You signed in with another tab or window. Reload to refresh your session.You signed out in another tab or window. Reload to refresh your session.You switched accounts on another tab or window. Reload to refresh your session.Dismiss alert
[SPARK-53490][CONNECT][SQL] Fix Protobuf conversion in observed metrics
### What changes were proposed in this pull request?
This PR fixes a critical issue in the protobuf conversion of observed metrics in Spark Connect, specifically when dealing with complex data types like structs, arrays, and maps.
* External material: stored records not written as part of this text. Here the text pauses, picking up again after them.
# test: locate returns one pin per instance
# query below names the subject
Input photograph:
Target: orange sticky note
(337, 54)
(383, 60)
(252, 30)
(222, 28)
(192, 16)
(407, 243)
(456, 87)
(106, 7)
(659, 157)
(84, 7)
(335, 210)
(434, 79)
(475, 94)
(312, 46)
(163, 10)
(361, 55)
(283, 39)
The main changes include:
1. **Modified Observation class to store Row objects instead of Map[String, Any]**: Changed the internal promise type from `Promise[Map[String, Any]]` to `Promise[Row]` to preserve type information during protobuf serialization/deserialization.
2. **Enhanced protobuf conversion for complex types**:
- Added proper handling for struct types by creating `GenericRowWithSchema` objects instead of tuples
- Added support for map type conversion in `LiteralValueProtoConverter`
- Improved data type inference with a new `getDataType` method that properly handles all literal types
3. **Fixed observed metrics**: Modified the observed metrics processing to include data type information in the protobuf conversion, ensuring that complex types are properly serialized and deserialized.
### Why are the changes needed?
The previous implementation had several issues:
1. **Data type loss**: Observed metrics were losing their original data types during Protobuf conversion, causing errors
2. **Struct handling problems**: The conversion logic didn't properly handle Row objects and struct types
### Does this PR introduce _any_ user-facing change?
Yes, this PR fixes a bug that was preventing users from successfully using observed metrics with complex data types (structs, arrays, maps) in Spark Connect. Users can now:
- Use `struct()` expressions in observed metrics and receive properly typed `GenericRowWithSchema` objects
- Use `array()` expressions in observed metrics and receive properly typed arrays
- Use `map()` expressions in observed metrics and receive properly typed maps
Previously, the code below would fail.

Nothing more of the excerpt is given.